The ETFdb 60 Index, a benchmark measuring the performance of asset classes available through ETFs, climbed higher by 1.50 points, 0r 0.1%.
One of the biggest gainers on the day was the Market Vectors Gold Miners ETF (GDX), which jumped higher by 1.6%. This gain was driven by physical demand for the metal heading into the Indian wedding season as well as high levels of demand for gold by hedge funds which are piling into gold backed ETFs. This helped to push the precious metal to a seven-week high and within striking distance of record levels touched in mid-June. “[Gold] remains a global growth story,” said Matt Zeman, an analyst at LaSalle Futures Group in Chicago. “We’re seeing flight-to-quality trading going on and people coming back to gold.” [see charts of GDX here]
One of the biggest losers in the ETFdb 60 was the Energy Select Sector SPDR (XLE) which fell by 1% on the day.
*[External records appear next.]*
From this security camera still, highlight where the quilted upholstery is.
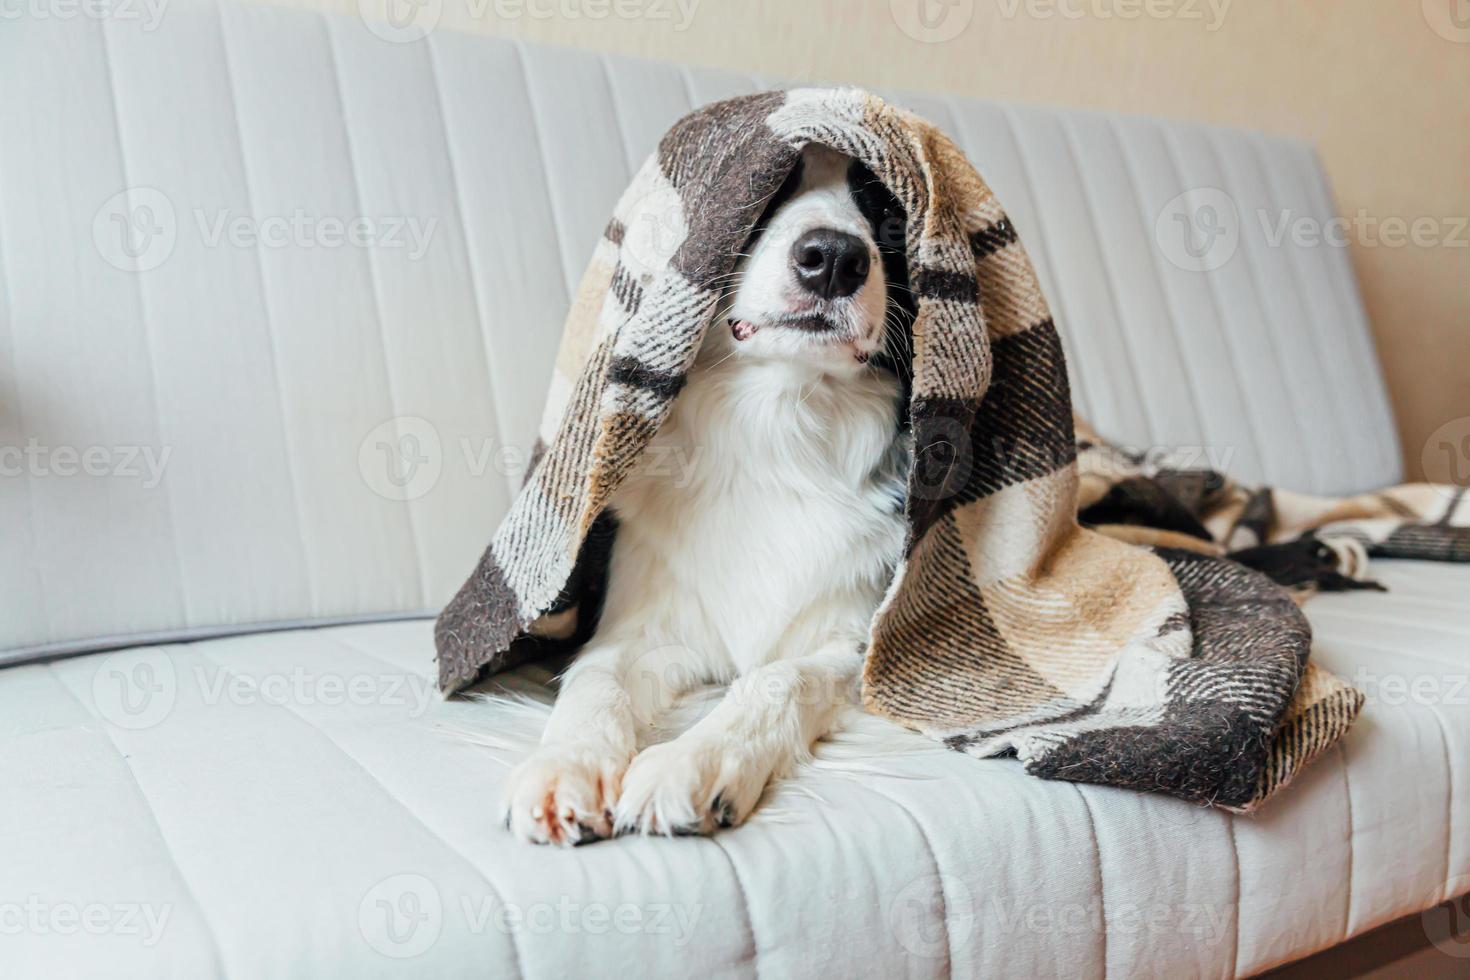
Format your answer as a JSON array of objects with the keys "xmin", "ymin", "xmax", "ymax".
[
  {"xmin": 0, "ymin": 0, "xmax": 1400, "ymax": 661},
  {"xmin": 5, "ymin": 561, "xmax": 1465, "ymax": 978}
]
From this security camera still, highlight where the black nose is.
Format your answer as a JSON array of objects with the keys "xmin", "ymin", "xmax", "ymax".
[{"xmin": 790, "ymin": 228, "xmax": 870, "ymax": 299}]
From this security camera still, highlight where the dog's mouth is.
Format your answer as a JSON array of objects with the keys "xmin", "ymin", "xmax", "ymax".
[
  {"xmin": 735, "ymin": 311, "xmax": 839, "ymax": 333},
  {"xmin": 728, "ymin": 311, "xmax": 873, "ymax": 362}
]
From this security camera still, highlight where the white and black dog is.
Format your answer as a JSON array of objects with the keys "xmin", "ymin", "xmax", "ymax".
[{"xmin": 502, "ymin": 145, "xmax": 916, "ymax": 845}]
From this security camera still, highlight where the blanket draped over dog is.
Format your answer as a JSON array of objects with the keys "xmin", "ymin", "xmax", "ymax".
[{"xmin": 436, "ymin": 88, "xmax": 1466, "ymax": 812}]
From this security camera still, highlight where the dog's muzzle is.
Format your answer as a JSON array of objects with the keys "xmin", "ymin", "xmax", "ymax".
[{"xmin": 790, "ymin": 227, "xmax": 869, "ymax": 299}]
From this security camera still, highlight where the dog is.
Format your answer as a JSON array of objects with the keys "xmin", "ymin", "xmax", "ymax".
[{"xmin": 501, "ymin": 143, "xmax": 916, "ymax": 845}]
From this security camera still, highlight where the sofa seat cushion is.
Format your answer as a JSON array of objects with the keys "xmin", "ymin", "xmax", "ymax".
[{"xmin": 4, "ymin": 560, "xmax": 1465, "ymax": 979}]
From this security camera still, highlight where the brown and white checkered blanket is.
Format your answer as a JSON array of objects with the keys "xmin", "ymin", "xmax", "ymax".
[
  {"xmin": 1076, "ymin": 417, "xmax": 1469, "ymax": 592},
  {"xmin": 436, "ymin": 88, "xmax": 1462, "ymax": 811}
]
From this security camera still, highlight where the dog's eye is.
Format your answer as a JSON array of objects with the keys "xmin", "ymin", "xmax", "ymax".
[
  {"xmin": 754, "ymin": 157, "xmax": 805, "ymax": 232},
  {"xmin": 848, "ymin": 159, "xmax": 906, "ymax": 250}
]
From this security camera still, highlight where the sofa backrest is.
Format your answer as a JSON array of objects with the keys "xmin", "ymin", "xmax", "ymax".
[{"xmin": 0, "ymin": 1, "xmax": 1401, "ymax": 663}]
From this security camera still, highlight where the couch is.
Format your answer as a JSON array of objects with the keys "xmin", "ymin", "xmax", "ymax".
[{"xmin": 2, "ymin": 2, "xmax": 1465, "ymax": 976}]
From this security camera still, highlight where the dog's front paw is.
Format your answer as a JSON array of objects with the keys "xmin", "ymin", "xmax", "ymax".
[
  {"xmin": 613, "ymin": 736, "xmax": 770, "ymax": 837},
  {"xmin": 501, "ymin": 743, "xmax": 630, "ymax": 846}
]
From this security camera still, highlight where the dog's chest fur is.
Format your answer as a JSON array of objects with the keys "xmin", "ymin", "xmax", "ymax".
[{"xmin": 605, "ymin": 346, "xmax": 907, "ymax": 675}]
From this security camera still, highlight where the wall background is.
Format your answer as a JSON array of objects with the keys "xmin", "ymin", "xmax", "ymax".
[{"xmin": 289, "ymin": 0, "xmax": 1469, "ymax": 482}]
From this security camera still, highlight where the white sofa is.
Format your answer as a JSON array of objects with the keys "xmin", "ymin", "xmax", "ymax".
[{"xmin": 2, "ymin": 2, "xmax": 1466, "ymax": 977}]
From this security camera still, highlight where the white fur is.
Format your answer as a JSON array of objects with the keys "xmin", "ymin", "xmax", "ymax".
[{"xmin": 501, "ymin": 145, "xmax": 907, "ymax": 845}]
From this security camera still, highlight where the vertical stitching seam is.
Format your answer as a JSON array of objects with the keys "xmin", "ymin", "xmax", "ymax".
[
  {"xmin": 48, "ymin": 660, "xmax": 231, "ymax": 978},
  {"xmin": 97, "ymin": 14, "xmax": 192, "ymax": 629},
  {"xmin": 426, "ymin": 37, "xmax": 516, "ymax": 506},
  {"xmin": 324, "ymin": 19, "xmax": 432, "ymax": 607},
  {"xmin": 216, "ymin": 1, "xmax": 318, "ymax": 617}
]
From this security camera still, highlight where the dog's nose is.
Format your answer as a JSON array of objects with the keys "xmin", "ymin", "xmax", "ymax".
[{"xmin": 790, "ymin": 228, "xmax": 870, "ymax": 299}]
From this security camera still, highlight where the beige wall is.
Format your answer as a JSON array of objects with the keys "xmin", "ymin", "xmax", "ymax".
[{"xmin": 299, "ymin": 0, "xmax": 1469, "ymax": 482}]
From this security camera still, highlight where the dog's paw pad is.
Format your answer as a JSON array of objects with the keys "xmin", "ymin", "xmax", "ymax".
[
  {"xmin": 613, "ymin": 739, "xmax": 770, "ymax": 837},
  {"xmin": 501, "ymin": 744, "xmax": 629, "ymax": 846}
]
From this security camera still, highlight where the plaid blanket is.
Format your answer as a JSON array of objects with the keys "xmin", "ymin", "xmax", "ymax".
[
  {"xmin": 1076, "ymin": 417, "xmax": 1470, "ymax": 591},
  {"xmin": 436, "ymin": 88, "xmax": 1458, "ymax": 812}
]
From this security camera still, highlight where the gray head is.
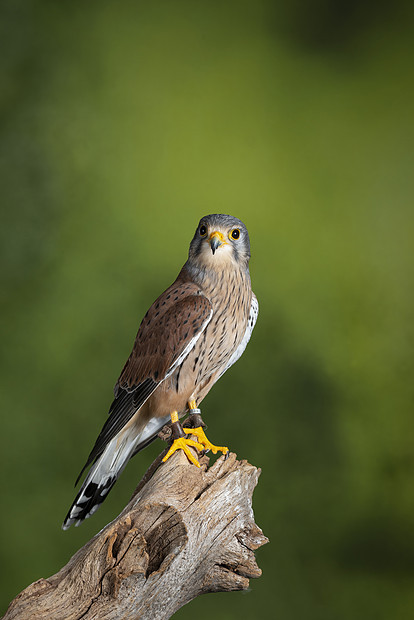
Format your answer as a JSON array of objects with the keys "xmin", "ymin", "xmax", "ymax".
[{"xmin": 188, "ymin": 214, "xmax": 251, "ymax": 271}]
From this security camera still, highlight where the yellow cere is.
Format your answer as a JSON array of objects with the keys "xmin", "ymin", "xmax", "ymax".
[{"xmin": 208, "ymin": 230, "xmax": 227, "ymax": 244}]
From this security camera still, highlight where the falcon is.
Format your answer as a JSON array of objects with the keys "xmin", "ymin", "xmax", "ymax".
[{"xmin": 63, "ymin": 214, "xmax": 258, "ymax": 529}]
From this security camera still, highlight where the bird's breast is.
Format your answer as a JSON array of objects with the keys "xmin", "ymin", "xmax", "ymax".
[
  {"xmin": 192, "ymin": 272, "xmax": 252, "ymax": 384},
  {"xmin": 147, "ymin": 270, "xmax": 252, "ymax": 419}
]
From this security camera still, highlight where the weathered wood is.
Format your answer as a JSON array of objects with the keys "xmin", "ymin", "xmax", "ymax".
[{"xmin": 4, "ymin": 444, "xmax": 268, "ymax": 620}]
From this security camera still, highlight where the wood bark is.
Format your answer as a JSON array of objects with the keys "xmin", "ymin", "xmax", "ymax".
[{"xmin": 3, "ymin": 442, "xmax": 268, "ymax": 620}]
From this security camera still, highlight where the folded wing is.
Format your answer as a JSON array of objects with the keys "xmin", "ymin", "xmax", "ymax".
[{"xmin": 76, "ymin": 284, "xmax": 213, "ymax": 483}]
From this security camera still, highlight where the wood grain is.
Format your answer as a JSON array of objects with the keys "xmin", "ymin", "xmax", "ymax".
[{"xmin": 4, "ymin": 444, "xmax": 268, "ymax": 620}]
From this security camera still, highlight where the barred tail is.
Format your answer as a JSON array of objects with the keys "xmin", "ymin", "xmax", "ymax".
[{"xmin": 62, "ymin": 415, "xmax": 170, "ymax": 530}]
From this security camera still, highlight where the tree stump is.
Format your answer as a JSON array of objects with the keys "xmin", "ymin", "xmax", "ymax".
[{"xmin": 3, "ymin": 446, "xmax": 268, "ymax": 620}]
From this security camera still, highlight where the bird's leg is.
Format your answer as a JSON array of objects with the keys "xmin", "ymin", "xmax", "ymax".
[
  {"xmin": 184, "ymin": 400, "xmax": 229, "ymax": 456},
  {"xmin": 162, "ymin": 411, "xmax": 204, "ymax": 468}
]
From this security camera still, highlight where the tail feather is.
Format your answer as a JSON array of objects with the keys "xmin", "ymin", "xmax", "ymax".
[
  {"xmin": 62, "ymin": 436, "xmax": 131, "ymax": 530},
  {"xmin": 62, "ymin": 415, "xmax": 170, "ymax": 530}
]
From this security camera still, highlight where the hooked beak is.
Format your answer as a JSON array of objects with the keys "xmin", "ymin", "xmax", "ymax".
[{"xmin": 208, "ymin": 231, "xmax": 226, "ymax": 255}]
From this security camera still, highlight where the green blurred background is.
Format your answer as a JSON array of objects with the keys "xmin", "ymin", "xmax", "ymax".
[{"xmin": 1, "ymin": 1, "xmax": 413, "ymax": 618}]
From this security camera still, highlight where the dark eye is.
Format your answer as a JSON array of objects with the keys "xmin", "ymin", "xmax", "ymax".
[
  {"xmin": 230, "ymin": 228, "xmax": 240, "ymax": 240},
  {"xmin": 199, "ymin": 225, "xmax": 207, "ymax": 237}
]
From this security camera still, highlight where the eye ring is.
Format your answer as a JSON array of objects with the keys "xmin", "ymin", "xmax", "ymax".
[
  {"xmin": 199, "ymin": 224, "xmax": 207, "ymax": 237},
  {"xmin": 230, "ymin": 228, "xmax": 240, "ymax": 240}
]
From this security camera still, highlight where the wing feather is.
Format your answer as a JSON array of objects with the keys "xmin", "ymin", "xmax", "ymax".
[{"xmin": 76, "ymin": 283, "xmax": 212, "ymax": 482}]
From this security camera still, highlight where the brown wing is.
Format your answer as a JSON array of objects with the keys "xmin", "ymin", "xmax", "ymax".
[
  {"xmin": 76, "ymin": 282, "xmax": 212, "ymax": 481},
  {"xmin": 116, "ymin": 284, "xmax": 213, "ymax": 392}
]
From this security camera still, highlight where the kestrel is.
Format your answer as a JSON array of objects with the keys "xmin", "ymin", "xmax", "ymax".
[{"xmin": 63, "ymin": 214, "xmax": 258, "ymax": 530}]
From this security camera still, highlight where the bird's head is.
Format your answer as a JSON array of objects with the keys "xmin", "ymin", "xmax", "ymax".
[{"xmin": 188, "ymin": 214, "xmax": 251, "ymax": 271}]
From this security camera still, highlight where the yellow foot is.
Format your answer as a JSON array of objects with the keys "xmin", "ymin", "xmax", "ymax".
[
  {"xmin": 184, "ymin": 427, "xmax": 229, "ymax": 455},
  {"xmin": 162, "ymin": 437, "xmax": 204, "ymax": 468}
]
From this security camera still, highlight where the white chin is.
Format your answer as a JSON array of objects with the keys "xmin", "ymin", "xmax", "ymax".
[{"xmin": 200, "ymin": 242, "xmax": 233, "ymax": 266}]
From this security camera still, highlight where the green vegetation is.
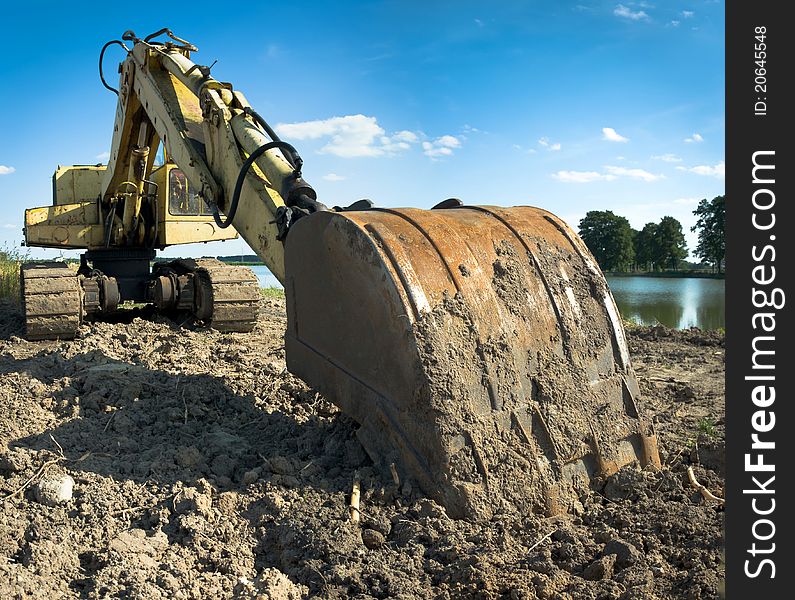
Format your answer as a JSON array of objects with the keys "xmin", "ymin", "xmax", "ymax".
[
  {"xmin": 260, "ymin": 287, "xmax": 285, "ymax": 299},
  {"xmin": 579, "ymin": 198, "xmax": 726, "ymax": 276},
  {"xmin": 691, "ymin": 195, "xmax": 726, "ymax": 274},
  {"xmin": 578, "ymin": 211, "xmax": 635, "ymax": 271},
  {"xmin": 631, "ymin": 216, "xmax": 689, "ymax": 271},
  {"xmin": 217, "ymin": 254, "xmax": 263, "ymax": 265},
  {"xmin": 0, "ymin": 247, "xmax": 24, "ymax": 302},
  {"xmin": 697, "ymin": 417, "xmax": 718, "ymax": 439}
]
Today’s losses came after the Energy Department reported that crude supplies fell by far less than analysts were expecting–only 800,000 barrels compared to a 2.25 million barrel decline in the forecast. Refiners were also running at 90% of capacity, which surprised many traders who had expected the level to slip to 87% on moderating demand for crude oil. “Refiners have a difficult situation,” energy consultants Cameron Hanover said. “They do not want to give up hard-won long-term contracts with suppliers, knowing that a time will come when they will want those contracts. But, they are not keen to build either crude oil stocks or refined products stocks from existing levels. The problem is, though, that demand is not strong enough to avoid one or the other.” [see holdings of XLE here]
Disclosure: No positions at time of writing.